Of major works
On Thursday, I went in to uni, and printed out four copies of The Thesis.
The uni grounds felt surreal. There's a concert coming up called Metal for the Brain and there were carnie-roadie-types crawling about the place, trailing large pieces of white canvas around and occasionally assembling them into marquees, the mysterious black and silver boxes on wheels holding magical technical music-making ingredients. I wandered through them all, my three copies tucked under my arm, my feet just knowing where to go, my mind strangely numb. I ran into my least favourite person at uni, who made unintelligible and insincere noises of congratulation at me as I walked past.
The printer wasn't working properly, so I ended up with a fourth copy which is now sitting on my coffee table at home, looking innocuous and boring. If I ever can't get to sleep, I'd say about 3 pages should do the trick. Mum and Dad crashed at our place last night on their way to Adelaide, and brought me a box which has been sitting in their home for ... fourteen years, once it came home from the art show? I didn't bother doing the maths, but I pulled it up onto the table and prepared for half an hour of showing off. It held my year 12 major work, all thirty two pieces of it. Well, thirty three if you count the chessboard, or thirty seven if you count the custom made partitioned box.
There was probably the same number of hours in each major work. A year long art project, a year long research project. There were tears and disappointments in both, and at the end of both, a sense of relief. Both involved a mentor, but other than advice and encouragement, both were entirely my own work. Strange to think that at 17 I had the dedication required to undergo such a project, and strange that at 32 it was just as difficult. Different though in so many ways as well... six hours of straight painting I must say was far more enjoyable than six hours of straight factor analysis. I'm hoping that as I enter the workforce and reclaim my evenings and weekends that I might get a little more time for artistic pursuits once again. Here's hoping :-)
I was a bit numb when I wandered back home after handing in. I had to be at work in an hour, and wasn't really keen on going in early to plunge myself into a big bin of files and paperwork, so I stopped at the letterbox and found that my postie had done his best to cram several letters and two bulging, squishy packages into the tiny space. And I knew *exactly* what they were, too. Ah!
Soft, softer than any cloud of dreams and even fuller of possibility, a baggie of golden-brown llama fibre. Hairy and prickly and oddly sheened, Icelandic fleece the dyed the colour of a sunset. A delightfully sparkly green nylon roving, blue-faced leicester from a sheep named Mimi (*giggle*) and some corriedale in garden colours - is it that different from merino? And finally, some north ronaldsay fleece which has been washed, but still smells of lanolin and sheep, literally drenched in memories of learning how to spin. This was all from Sarah, who was my fibre swap pal, and it turned a very exciting day into an even more special one.
An extra bonus hiding amongst the fibre-filled baggies - oh!

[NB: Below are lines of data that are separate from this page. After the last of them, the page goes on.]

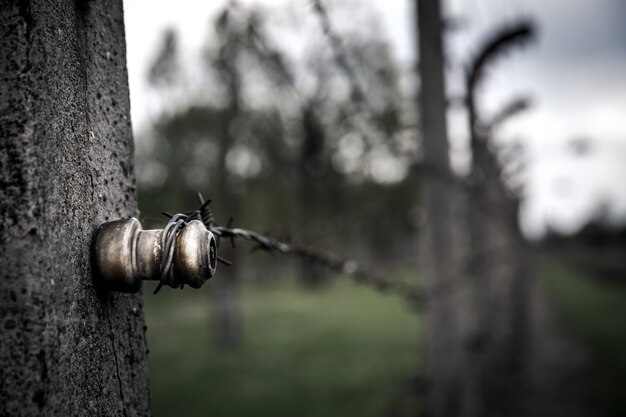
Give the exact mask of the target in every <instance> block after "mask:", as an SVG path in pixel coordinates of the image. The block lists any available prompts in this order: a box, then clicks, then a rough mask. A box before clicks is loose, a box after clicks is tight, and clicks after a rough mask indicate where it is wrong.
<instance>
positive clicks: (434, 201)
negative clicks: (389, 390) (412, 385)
mask: <svg viewBox="0 0 626 417" xmlns="http://www.w3.org/2000/svg"><path fill="white" fill-rule="evenodd" d="M415 10H416V12H417V28H418V31H419V33H418V38H419V39H418V45H419V72H420V79H421V83H420V85H421V87H420V93H419V102H420V106H419V109H420V115H421V117H420V120H421V122H422V138H423V142H422V146H423V161H422V163H423V165H424V166H425V167H426V172H432V173H433V175H425V176H424V177H423V178H422V184H421V185H422V202H423V208H424V215H425V225H424V231H423V235H422V242H421V245H422V246H421V248H422V257H423V262H424V266H423V272H424V275H425V277H424V278H425V282H426V288H427V291H428V293H431V294H432V293H437V292H438V289H439V288H453V287H454V286H455V285H456V284H457V282H456V281H455V279H456V277H457V276H458V274H459V273H460V272H461V268H460V267H459V265H458V262H459V259H458V254H457V253H455V245H454V243H453V229H454V228H455V227H457V226H458V221H457V219H456V218H455V217H454V213H453V211H452V204H453V198H454V195H453V193H454V192H455V189H454V187H453V185H452V181H453V180H452V178H453V174H452V171H451V169H450V162H449V158H448V152H449V151H448V149H449V145H448V131H447V124H446V97H445V81H444V66H445V63H444V55H445V54H444V51H443V42H442V36H443V35H442V30H443V22H442V16H441V5H440V2H439V1H438V0H416V8H415ZM452 294H453V293H450V295H448V296H446V297H438V298H437V300H436V301H435V302H433V303H432V304H430V305H429V306H428V309H427V311H426V312H425V313H426V343H427V370H426V372H427V377H428V403H427V408H428V412H429V414H430V415H432V416H434V417H444V416H445V417H452V416H458V415H463V414H461V411H460V408H461V407H462V398H463V391H464V389H467V388H468V387H464V386H462V385H461V375H462V372H463V369H462V362H461V352H460V349H461V346H462V341H461V340H460V323H459V321H460V318H459V315H460V311H459V305H458V304H457V301H456V300H455V297H453V296H451V295H452Z"/></svg>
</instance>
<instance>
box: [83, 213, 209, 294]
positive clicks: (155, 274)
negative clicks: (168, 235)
mask: <svg viewBox="0 0 626 417" xmlns="http://www.w3.org/2000/svg"><path fill="white" fill-rule="evenodd" d="M162 233H163V230H161V229H158V230H143V229H142V227H141V223H140V222H139V220H137V219H136V218H134V217H133V218H130V219H124V220H116V221H112V222H108V223H104V224H103V225H101V226H100V228H99V229H98V231H97V233H96V236H95V238H94V240H93V244H92V245H93V246H92V252H93V254H92V256H93V265H94V268H95V271H94V272H95V273H96V277H97V279H98V281H99V284H101V285H102V287H104V288H106V289H108V290H110V291H120V292H128V293H133V292H137V291H139V289H140V288H141V282H142V281H146V280H149V281H160V280H161V276H162V266H161V262H162V258H163V255H164V254H163V251H164V249H163V248H162V247H161V246H162V245H161V235H162ZM174 239H175V243H174V246H173V251H174V253H173V264H172V273H173V277H174V280H175V282H176V283H177V284H185V285H189V286H190V287H193V288H200V287H201V286H202V285H203V284H204V283H205V282H206V280H208V279H209V278H211V277H212V276H213V275H214V274H215V269H216V266H217V246H216V241H215V237H214V236H213V233H211V232H210V231H209V230H207V228H206V227H205V226H204V225H203V224H202V222H199V221H197V220H193V221H190V222H189V223H187V224H186V226H185V227H184V228H183V229H182V230H180V232H178V234H177V235H176V237H175V238H174Z"/></svg>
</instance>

The chocolate. Not just regular chocolate, but exotic stuff. Raspberry and rosehip in organic dark bitter chocolate. And chai flavoured chocolate. I sat at the table thinking about thesis, and recentring myself with sweet chocolate in my mouth and divinely soft fibre underneath my fingers.
If the whole point in life is to create something, then I am living. I am truly, wonderfully, intensely alive.